Have you ever noticed how you start to feel a little anxious when the person behind you in line is groaning and constantly checking the time? By planning ahead and staying organized, you can calmly navigate the logistics of air travel (see ‘Travel Light’ tip) and even have enough time for some deep breathing and simple stretches. Even with the best of planning, things will sometimes get off track – this is the nature of life. Remember to stay in the flow and that a dash of good humor goes a long way!

Just breathe.

If you feel yourself starting to get stressed, you can connect with your breath anytime and anywhere. Sama vritti (equal breathing, or inhales/exhales of the same length and quality) will encourage feelings of equanimity. You can also focus more on the exhale – making it up to twice as long as your inhale – to help calm the nervous system.

Make some space!

One of the best things you can do in between flights is simply walk and let the body warm up. In addition, here are three (modified) poses you can do pretty much anywhere without feeling too self-conscious:

Pigeon (Eka Pada Rajakapotasana) Sit on the edge of your seat, so that just your sitting bones are connected to the chair and as you press down through the sitting bones, your spine becomes long and tall. Gently cross one ankle over the opposite knee, keeping the foot flexed. You can lean slightly forward with a straight spine and/or press your raised knee down slowly with your arm/elbow. This stretch helps release the piriformis muscle – which can help relieve aches in the low back and hips.

Camel (Ustrasana) Stand tall with feet about hip distance apart and parallel – or sit on the edge of your chair. Press down through the feet (or sitting bones) and feel how your spine grows longer. Bring your hands to the spot where your low back meets the back of your hips and place them with the fingertips pointing up or down. Draw the shoulders down away from the ears and then bring the elbows closer to each other behind you. This will open the front of your chest and shoulders – you can also lift your chin to open the throat and/or drop the chin towards the chest to open the back of the neck. If you do this standing, you can also gently press your hips forward (keep the abdomen engaged to support the low spine) to open the hip flexors.

Twist (Bharadvajasana) On the edge of your seat, press down through your sitting bones and feel the spine lengthen. Take a deep breath in and then exhale and twist to the right. Bring your left hand/arm to the outside of the right leg and the right hand to connect with the seat or wall behind you. Spend a few breaths in the twist and then inhale to unwind to center. Roll the shoulders and/or neck gently between sides. Inhale fully to lengthen the spine and then exhale to repeat on the other side. Twisting is great for the spine and stimulates the abdominal organs.

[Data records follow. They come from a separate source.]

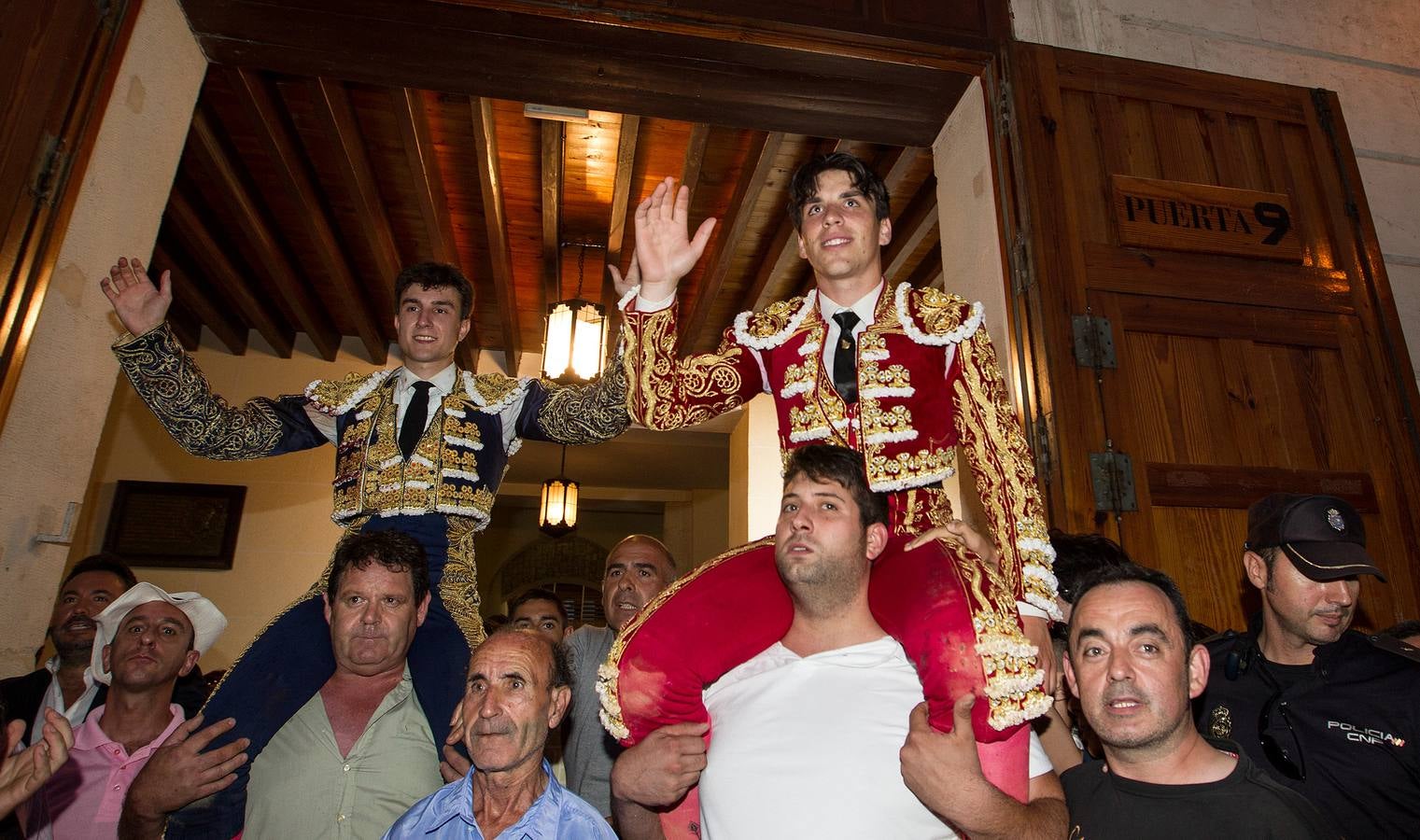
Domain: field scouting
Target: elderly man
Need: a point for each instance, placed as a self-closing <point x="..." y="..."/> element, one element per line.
<point x="517" y="693"/>
<point x="144" y="641"/>
<point x="1135" y="667"/>
<point x="1319" y="707"/>
<point x="359" y="752"/>
<point x="825" y="733"/>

BONUS: Legs-Up-The-Wall (Viparita Karani). This one takes a little more courage to practice in a public place, but feels great! Find a quiet spot (an empty gate?) with some blank wall space. Sit with one hip next to the wall and your knees bent. Gently roll onto your back and bring your knees toward your chest – then extend the legs, letting your heels rest on the wall. Your hands can rest on your heart and your belly – or open the palms to the ceiling with arms extended along the floor. This will reduce any swelling in your ankles and generally encourage blood flow back up into the body and brain.


You may have heard that the benefits of yoga extend beyond your personal practice, to everyone around you. Your deep breaths might remind the person next to you to breathe more deeply and feel calmer. Your efforts to move and stretch in between flights might remind someone else to sit up straighter or warm up the stiff back that is making them feel cranky.

Here is your gentle reminder that ‘life is a journey, not a destination.’ The same goes for your travels – and especially your yoga retreat! It is not just about your time in an exotic location, it is about all the little moments that get you there and the ongoing process of finding ‘home’ within your Self. Yoga teaches us to have greater awareness in each moment, to create expansion and ease where there was once contraction and tension. When we are mindful of the way we move through the world, there is more time and space to enjoy life’s simple beauty and appreciate each moment of this grand adventure.